Another question. If my scoop installation is at D:\Scoop\apps\podman\5.3.0, the config entry helper_binaries_dir=["<scoop-app-dir>\podman\5.3.0"] should be which format?

• helper_binaries_dir=["D:\Scoop\apps\podman\5.3.0"]
• helper_binaries_dir=["D:\\Scoop\\apps\\podman\\5.3.0"]
• helper_binaries_dir=["D:/Scoop/apps/podman/5.3.0"]
• Or something else?

Ping @l0rd

[cpfeiffer]

@johnnykang I think scoop is just the messenger here. There was a change in go 1.23 changing the behavior of filePath.EvalSymlinks() that may be related (podman 5.2 still used go 1.22).

[specter119]

@niheaven, we came to the same conclusion after doing some tests with @jeffmaury today. The workarounds we found:

• Run Podman from <scoop-app-dir>\podman\5.3.0 as you mentioned above
• Create a %APPDATA%\containers\containers.conf with the helper_binaries_dir that points to <scoop-app-dir>\podman\5.3.0:

[engine] helper_binaries_dir=["\podman\5.3.0"]

• Copy the *.exe files in %PROGRAMFILES%/RedHat/Podman (however, this requires admin privileges and may not be ideal)

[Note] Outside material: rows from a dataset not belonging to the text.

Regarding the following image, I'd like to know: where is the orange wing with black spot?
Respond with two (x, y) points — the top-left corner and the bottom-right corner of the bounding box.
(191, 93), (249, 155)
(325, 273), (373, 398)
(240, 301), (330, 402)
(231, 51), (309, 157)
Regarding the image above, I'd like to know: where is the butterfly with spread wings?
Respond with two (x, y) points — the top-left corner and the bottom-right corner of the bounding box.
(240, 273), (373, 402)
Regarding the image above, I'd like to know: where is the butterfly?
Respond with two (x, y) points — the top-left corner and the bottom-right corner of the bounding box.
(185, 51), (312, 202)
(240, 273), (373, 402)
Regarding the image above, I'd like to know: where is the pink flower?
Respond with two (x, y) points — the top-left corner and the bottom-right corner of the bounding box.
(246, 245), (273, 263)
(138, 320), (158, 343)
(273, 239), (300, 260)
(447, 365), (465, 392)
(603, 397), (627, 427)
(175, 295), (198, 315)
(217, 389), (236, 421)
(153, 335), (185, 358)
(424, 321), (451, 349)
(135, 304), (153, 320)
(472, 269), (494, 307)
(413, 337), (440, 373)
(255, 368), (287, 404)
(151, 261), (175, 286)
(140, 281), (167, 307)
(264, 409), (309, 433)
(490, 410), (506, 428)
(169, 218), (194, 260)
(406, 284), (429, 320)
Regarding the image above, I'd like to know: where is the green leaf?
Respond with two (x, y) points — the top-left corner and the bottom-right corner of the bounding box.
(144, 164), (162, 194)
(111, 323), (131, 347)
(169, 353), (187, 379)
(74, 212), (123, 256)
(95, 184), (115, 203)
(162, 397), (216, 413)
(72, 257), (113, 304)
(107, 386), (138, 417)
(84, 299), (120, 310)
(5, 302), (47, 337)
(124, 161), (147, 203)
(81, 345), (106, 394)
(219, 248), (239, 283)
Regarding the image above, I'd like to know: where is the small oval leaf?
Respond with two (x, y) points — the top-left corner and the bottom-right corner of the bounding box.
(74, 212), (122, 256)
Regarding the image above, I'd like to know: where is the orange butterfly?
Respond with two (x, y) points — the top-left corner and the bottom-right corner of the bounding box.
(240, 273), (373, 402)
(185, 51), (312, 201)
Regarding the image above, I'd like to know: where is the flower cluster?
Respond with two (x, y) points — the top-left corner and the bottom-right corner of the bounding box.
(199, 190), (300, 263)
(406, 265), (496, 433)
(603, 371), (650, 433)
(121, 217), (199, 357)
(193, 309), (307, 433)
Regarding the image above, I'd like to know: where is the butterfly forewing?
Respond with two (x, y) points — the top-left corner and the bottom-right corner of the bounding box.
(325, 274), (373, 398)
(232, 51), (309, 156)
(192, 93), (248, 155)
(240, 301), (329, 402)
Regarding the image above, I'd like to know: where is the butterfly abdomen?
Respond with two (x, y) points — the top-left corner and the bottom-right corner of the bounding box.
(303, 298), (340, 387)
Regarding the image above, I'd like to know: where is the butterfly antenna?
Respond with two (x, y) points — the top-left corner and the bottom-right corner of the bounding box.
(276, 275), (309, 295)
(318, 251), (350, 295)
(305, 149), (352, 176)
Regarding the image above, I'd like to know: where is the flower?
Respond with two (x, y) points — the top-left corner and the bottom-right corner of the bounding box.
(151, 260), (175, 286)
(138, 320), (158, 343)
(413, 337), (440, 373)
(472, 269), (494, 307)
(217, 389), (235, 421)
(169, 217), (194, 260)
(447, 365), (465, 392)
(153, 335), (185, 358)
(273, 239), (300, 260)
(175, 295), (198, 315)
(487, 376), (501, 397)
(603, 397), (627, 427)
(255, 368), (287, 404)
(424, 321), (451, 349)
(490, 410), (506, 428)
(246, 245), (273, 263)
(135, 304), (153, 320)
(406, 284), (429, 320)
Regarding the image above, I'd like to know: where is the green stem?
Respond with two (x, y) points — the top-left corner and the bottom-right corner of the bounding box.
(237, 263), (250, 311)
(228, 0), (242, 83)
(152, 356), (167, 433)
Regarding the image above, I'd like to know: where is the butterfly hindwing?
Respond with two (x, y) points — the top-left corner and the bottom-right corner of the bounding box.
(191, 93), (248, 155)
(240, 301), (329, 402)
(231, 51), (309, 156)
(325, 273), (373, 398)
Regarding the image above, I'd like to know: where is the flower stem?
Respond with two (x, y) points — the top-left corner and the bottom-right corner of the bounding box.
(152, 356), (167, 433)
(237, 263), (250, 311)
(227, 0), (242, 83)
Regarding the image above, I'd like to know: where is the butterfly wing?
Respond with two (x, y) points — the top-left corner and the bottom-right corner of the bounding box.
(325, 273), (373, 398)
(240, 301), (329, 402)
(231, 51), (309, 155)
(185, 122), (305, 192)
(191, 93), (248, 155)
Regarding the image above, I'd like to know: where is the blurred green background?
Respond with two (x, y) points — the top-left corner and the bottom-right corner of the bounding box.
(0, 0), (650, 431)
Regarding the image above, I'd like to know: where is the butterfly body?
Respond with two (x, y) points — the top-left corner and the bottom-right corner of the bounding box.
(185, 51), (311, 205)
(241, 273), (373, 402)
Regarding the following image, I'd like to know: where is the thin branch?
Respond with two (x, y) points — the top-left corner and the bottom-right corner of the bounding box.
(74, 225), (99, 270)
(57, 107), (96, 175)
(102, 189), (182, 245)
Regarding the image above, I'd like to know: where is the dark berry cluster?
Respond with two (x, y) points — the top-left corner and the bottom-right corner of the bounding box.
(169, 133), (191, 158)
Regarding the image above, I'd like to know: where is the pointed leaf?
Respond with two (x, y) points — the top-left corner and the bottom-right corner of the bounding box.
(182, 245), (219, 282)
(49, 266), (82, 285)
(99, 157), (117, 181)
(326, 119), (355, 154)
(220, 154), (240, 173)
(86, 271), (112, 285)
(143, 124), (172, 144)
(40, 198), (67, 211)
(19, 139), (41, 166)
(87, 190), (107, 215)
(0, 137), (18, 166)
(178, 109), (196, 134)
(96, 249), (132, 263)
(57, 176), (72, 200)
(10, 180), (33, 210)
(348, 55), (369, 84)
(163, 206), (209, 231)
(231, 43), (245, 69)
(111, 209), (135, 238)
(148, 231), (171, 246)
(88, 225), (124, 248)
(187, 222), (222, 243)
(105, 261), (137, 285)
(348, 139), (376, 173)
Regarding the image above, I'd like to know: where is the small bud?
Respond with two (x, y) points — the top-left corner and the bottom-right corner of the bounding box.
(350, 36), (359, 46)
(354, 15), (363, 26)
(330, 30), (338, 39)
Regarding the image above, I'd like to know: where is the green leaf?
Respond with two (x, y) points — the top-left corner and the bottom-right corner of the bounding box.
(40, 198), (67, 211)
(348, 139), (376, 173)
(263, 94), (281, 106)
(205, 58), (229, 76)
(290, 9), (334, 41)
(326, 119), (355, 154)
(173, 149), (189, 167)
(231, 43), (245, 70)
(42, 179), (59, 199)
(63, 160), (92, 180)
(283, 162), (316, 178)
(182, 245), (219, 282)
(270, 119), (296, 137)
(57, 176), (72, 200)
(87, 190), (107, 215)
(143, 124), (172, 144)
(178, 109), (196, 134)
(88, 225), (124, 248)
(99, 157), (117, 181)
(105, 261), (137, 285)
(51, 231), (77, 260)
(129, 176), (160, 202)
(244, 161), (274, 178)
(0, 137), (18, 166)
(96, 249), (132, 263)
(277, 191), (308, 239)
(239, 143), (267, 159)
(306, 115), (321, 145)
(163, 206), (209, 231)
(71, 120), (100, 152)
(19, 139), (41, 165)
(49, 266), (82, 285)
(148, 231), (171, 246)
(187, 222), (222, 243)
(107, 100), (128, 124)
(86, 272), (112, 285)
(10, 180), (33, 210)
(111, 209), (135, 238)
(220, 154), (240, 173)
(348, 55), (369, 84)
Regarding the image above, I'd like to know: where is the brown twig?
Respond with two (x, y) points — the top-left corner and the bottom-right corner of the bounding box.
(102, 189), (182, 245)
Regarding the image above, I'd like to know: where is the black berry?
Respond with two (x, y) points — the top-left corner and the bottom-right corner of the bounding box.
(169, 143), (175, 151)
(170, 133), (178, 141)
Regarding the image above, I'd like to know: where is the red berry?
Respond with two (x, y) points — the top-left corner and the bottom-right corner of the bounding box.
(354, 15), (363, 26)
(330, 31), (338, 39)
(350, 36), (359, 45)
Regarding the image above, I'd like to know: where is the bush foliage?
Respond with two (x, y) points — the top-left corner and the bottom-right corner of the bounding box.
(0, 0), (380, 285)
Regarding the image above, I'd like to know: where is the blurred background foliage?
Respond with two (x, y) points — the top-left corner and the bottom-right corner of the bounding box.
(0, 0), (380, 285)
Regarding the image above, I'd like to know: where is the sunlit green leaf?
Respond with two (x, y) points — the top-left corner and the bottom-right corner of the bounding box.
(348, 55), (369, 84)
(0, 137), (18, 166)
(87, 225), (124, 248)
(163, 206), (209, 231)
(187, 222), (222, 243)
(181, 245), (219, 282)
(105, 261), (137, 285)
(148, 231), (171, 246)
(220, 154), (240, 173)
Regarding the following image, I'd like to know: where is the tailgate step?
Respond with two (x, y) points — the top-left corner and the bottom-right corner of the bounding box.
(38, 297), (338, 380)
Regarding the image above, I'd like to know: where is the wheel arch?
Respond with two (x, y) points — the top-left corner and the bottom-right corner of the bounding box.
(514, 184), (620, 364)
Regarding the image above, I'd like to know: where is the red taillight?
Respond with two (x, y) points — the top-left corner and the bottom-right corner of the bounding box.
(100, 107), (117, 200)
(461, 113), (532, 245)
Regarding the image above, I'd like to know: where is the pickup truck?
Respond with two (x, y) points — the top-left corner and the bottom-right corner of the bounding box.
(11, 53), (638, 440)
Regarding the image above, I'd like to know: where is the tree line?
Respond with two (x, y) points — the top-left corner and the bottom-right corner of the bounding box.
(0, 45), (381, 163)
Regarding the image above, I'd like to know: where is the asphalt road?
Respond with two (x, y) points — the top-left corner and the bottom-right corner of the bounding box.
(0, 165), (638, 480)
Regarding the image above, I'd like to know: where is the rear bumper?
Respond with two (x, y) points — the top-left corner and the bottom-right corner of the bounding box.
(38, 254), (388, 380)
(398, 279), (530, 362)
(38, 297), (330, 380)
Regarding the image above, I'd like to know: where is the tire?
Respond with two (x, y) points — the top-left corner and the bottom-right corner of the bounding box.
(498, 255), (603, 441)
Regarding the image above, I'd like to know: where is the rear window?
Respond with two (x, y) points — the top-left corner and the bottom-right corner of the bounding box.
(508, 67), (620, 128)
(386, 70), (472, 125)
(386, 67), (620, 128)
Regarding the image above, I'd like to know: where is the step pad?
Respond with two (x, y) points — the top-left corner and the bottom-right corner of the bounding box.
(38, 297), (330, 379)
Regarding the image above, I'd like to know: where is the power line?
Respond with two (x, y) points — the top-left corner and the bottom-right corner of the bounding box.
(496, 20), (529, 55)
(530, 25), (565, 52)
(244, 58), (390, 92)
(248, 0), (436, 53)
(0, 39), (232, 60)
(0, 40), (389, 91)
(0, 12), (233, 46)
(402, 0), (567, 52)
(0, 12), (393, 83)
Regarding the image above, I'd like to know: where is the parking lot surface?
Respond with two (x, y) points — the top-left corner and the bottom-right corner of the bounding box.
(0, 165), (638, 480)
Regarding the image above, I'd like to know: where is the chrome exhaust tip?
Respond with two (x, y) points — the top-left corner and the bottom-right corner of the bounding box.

When Podman starts from a junction it fails to find the win-sshproxy.exe but it doesn't look that anything changed between 5.2 and 5.3 🤷

I have a self-maintained scoop bucket, with podman

https://github.com/specter119/scoop-dsms/blob/main/bucket/podman.yml

and tried 2 following solutions, neither works:

• %APPDATA%\containers\containers.conf
• add gvproxy and win-sshproxy to PATH

I have fixed the issue in the official repo (like only extract podman.exe ) and tried the above approaches.

It seems that there are some remaining issues in the podman side, at least a proper config different with previous.

[l0rd]

A few more informations.

Indeed after this change introduced in go v1.23, filepath.EvalSymlinks(path) returns an error if path is within a junction (as in the case of podman.exe installed via scoop). The fact that we are not checking if path is a symlink before calling EvalSymlinks is a bug in Podman.

The good news is that setting the env $env:GODEBUG="winsymlink=0" when running Podman is sufficient to make it work as before. So that looks the simplest workaround @niheaven.

Othewise, the workarounds I have mentioned above, and in particular configuring helper_binaries_dir, work if the provider is Hyper-V. They don't when it's WSL. And WSL is the default provider and switching from WSL to HyperV can be problematic (a WSL machine cannot be converted to an HyperV machine). Anyway this is the %APPDATA%\containers\containers.conf I have tested with.

[engine]
helper_binaries_dir=["C:\\Users\\<username>\\scoop\\apps\\podman\\5.3.0\\"]

[machine]
provider="hyperv"

For WSL, a workaround is to change PATH so that C:\\Users\\<username>\\scoop\\apps\\podman\\5.3.0\\ comes first:

$env:PATH="C:\Users\<username>\scoop\apps\podman\5.3.0\;$env:PATH"

but setting $env:GODEBUG="winsymlink=0" as mentioned above is probably simpler and works for both WSL and HyperV.

[l0rd]

I am re-opening this issue and assigning it to myself. I have a fix here (this works too) but there are still other uses of filepath.EvalSymlinks in Podman codebase that should be reviewed and likely updated.

[niheaven]

Since I'm unsure whether other applications utilize winsymlink in Go, I implemented a temporary fix for Scoop manifest by adding the versioned directory to the PATH, which seems to be working well.